Istanbul, Turkey - Turkey's Prime Minister Recep Tayyip Erdogan opened an unusual conference of Jewish, Christian and Muslim religious leaders with a call for interreligious cooperation.
"Our differences are not inevitably pushing us toward a clash; they must not," Erdogan said Sunday. "To those wishing for a clash of civilizations we must be able to say this: no to a clash of civilizations, yes to an alliance of civilizations."
On Oct. 3, Turkey begins negotiations to join the European Union, in which it would be the only Muslim member. Erdogan says Turkey, an officially secular country that is 99 percent Muslim, can play a key role in interfaith dialogue.
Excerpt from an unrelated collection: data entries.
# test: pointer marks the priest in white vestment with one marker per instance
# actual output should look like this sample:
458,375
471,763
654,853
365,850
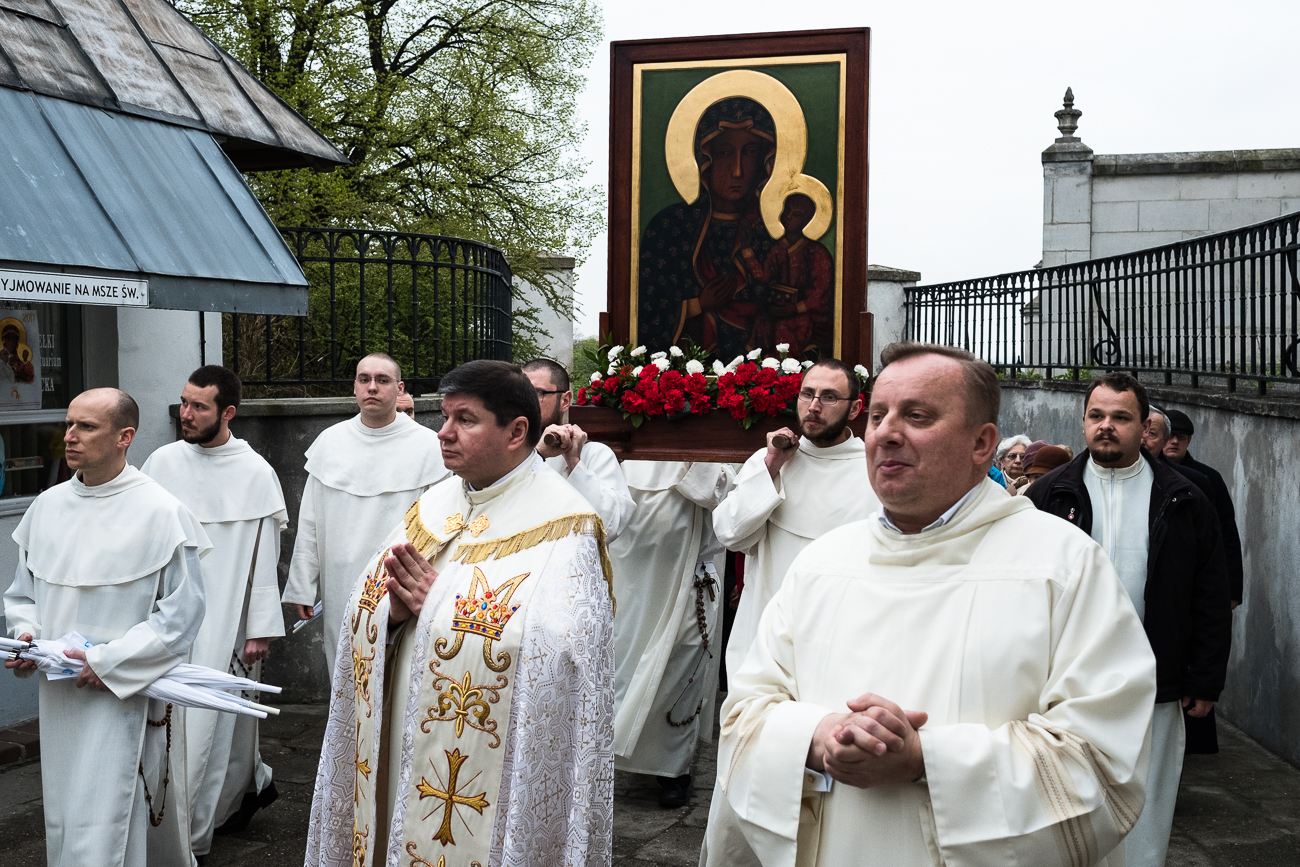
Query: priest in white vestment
113,556
919,692
237,497
592,468
784,498
476,722
363,476
666,637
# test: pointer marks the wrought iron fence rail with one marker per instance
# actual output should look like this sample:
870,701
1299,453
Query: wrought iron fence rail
1217,306
429,300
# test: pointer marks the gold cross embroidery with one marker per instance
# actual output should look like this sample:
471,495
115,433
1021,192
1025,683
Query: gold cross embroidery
451,796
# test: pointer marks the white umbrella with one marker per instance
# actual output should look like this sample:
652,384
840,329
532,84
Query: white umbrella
191,686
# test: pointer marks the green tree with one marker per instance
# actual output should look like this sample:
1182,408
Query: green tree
458,117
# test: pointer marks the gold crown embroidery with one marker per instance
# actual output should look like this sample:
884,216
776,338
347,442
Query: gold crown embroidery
376,585
484,611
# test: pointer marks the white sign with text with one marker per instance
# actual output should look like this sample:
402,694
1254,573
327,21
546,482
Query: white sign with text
73,289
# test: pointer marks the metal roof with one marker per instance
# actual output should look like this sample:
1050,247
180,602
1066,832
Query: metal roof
103,193
146,59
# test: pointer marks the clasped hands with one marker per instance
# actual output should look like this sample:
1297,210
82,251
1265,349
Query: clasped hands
87,676
410,579
572,438
875,744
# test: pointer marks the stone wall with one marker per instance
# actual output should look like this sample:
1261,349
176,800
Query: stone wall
1096,206
281,430
1252,442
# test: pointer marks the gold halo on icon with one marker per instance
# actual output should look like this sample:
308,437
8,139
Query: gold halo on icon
792,144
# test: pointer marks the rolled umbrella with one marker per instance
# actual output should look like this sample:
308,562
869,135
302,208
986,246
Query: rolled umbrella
191,686
316,614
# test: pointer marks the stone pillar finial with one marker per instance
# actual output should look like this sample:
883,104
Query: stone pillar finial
1067,118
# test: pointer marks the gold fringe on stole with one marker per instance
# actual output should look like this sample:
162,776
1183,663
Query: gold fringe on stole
417,533
554,530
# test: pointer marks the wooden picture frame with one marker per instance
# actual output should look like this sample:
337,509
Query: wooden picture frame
801,99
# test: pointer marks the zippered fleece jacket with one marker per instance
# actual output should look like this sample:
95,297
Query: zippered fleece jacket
1188,615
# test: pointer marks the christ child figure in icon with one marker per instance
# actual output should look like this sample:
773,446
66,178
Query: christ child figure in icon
801,276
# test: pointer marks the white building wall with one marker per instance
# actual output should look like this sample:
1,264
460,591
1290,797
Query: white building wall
1139,211
885,302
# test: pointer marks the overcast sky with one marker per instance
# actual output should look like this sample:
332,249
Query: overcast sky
962,96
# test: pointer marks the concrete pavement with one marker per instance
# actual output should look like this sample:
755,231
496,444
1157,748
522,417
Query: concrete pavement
1236,809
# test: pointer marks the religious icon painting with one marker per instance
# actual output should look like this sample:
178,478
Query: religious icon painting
739,193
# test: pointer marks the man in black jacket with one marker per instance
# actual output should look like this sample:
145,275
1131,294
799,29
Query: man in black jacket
1162,537
1177,450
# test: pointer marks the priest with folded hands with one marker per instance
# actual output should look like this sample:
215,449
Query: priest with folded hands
113,556
918,692
476,720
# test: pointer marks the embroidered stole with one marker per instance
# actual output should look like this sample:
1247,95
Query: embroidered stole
464,658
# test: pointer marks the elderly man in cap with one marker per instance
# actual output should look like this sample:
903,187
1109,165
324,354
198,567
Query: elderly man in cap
1045,459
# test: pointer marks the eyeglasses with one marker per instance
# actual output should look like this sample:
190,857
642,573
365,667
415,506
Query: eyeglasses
827,399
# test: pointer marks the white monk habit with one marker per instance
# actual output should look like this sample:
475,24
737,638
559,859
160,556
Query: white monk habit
120,564
360,482
666,642
235,494
482,733
1035,671
771,520
599,480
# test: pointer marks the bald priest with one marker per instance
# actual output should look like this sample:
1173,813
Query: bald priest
919,692
476,720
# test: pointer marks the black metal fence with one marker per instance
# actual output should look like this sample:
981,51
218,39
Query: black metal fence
429,302
1223,306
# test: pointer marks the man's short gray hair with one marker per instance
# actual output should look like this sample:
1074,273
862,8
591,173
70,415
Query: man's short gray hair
1005,446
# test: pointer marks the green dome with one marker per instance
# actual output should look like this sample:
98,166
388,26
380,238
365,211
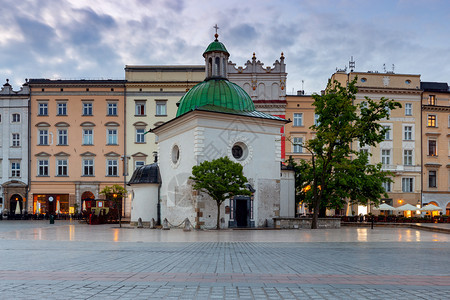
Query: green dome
216,92
216,46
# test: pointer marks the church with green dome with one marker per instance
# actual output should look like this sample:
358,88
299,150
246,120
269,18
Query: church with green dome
217,118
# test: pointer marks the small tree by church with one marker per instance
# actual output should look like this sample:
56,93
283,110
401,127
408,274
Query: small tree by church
221,179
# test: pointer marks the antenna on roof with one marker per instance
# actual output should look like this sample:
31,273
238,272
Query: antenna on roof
351,64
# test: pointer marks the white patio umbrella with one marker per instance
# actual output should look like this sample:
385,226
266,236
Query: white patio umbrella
385,206
406,207
430,207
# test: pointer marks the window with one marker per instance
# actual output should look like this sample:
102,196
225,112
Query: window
140,108
407,185
16,140
16,118
298,119
138,164
316,120
62,109
88,167
88,138
407,157
298,145
112,109
432,148
408,109
62,137
161,108
140,135
43,109
43,137
432,100
112,167
61,167
366,153
431,120
385,157
387,134
407,133
112,136
87,109
387,186
432,179
15,169
43,167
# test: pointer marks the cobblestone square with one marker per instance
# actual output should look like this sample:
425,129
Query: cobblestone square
69,260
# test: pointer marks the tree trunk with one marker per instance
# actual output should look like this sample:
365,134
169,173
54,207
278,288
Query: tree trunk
218,215
316,208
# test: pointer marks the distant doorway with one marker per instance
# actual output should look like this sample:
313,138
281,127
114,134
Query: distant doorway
241,212
16,204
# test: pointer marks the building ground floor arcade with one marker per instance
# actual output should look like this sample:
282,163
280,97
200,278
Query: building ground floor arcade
63,197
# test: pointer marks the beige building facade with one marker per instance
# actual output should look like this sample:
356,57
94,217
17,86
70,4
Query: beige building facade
300,111
436,145
77,141
400,152
152,94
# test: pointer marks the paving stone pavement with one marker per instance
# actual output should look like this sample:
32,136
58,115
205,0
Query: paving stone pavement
69,260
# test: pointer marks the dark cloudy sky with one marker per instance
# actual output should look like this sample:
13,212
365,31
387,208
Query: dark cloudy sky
72,39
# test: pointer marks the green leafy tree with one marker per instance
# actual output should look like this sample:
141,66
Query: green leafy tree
220,179
116,193
336,172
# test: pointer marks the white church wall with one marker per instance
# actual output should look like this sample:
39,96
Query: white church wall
207,136
287,194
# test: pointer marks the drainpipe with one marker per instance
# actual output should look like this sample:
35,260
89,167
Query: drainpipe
125,161
29,149
158,205
421,151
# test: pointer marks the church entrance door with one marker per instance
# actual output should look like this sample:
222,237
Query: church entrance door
241,213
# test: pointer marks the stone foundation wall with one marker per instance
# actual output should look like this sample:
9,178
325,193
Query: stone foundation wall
305,223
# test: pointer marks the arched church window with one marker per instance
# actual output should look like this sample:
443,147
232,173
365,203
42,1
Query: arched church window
175,154
237,151
217,67
209,67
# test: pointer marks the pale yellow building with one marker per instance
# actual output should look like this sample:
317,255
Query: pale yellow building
436,145
76,141
152,93
300,111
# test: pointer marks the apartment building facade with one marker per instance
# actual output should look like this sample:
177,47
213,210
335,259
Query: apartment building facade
300,111
77,141
400,152
436,145
13,148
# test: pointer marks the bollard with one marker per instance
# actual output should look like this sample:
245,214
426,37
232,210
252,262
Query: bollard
187,225
165,224
152,224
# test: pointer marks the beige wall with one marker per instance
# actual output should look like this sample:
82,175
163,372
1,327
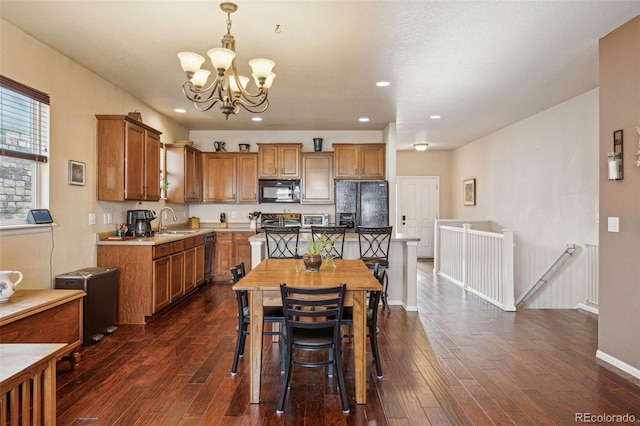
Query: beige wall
619,320
76,96
539,177
430,163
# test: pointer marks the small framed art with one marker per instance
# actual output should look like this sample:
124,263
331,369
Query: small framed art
469,192
76,173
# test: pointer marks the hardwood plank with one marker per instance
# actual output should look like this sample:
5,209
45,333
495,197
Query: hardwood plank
458,360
The 2,000 delegates visiting southeastern Hatay near the Syrian border included Orthodox Ecumenical Patriarch Bartholomew I, Turkey's chief rabbi, the nation's Armenian patriarch and the government's religious affairs minister.
Pope Benedict XVI did not accept an invitation but sent official representatives. An interfaith conference at the Vatican overlapped with the gathering in Turkey.
Erdogan and the prime minister of predominantly Roman Catholic Spain plan to chair a United Nations project, "The Alliance of Civilizations," to foster further interreligious dialogue.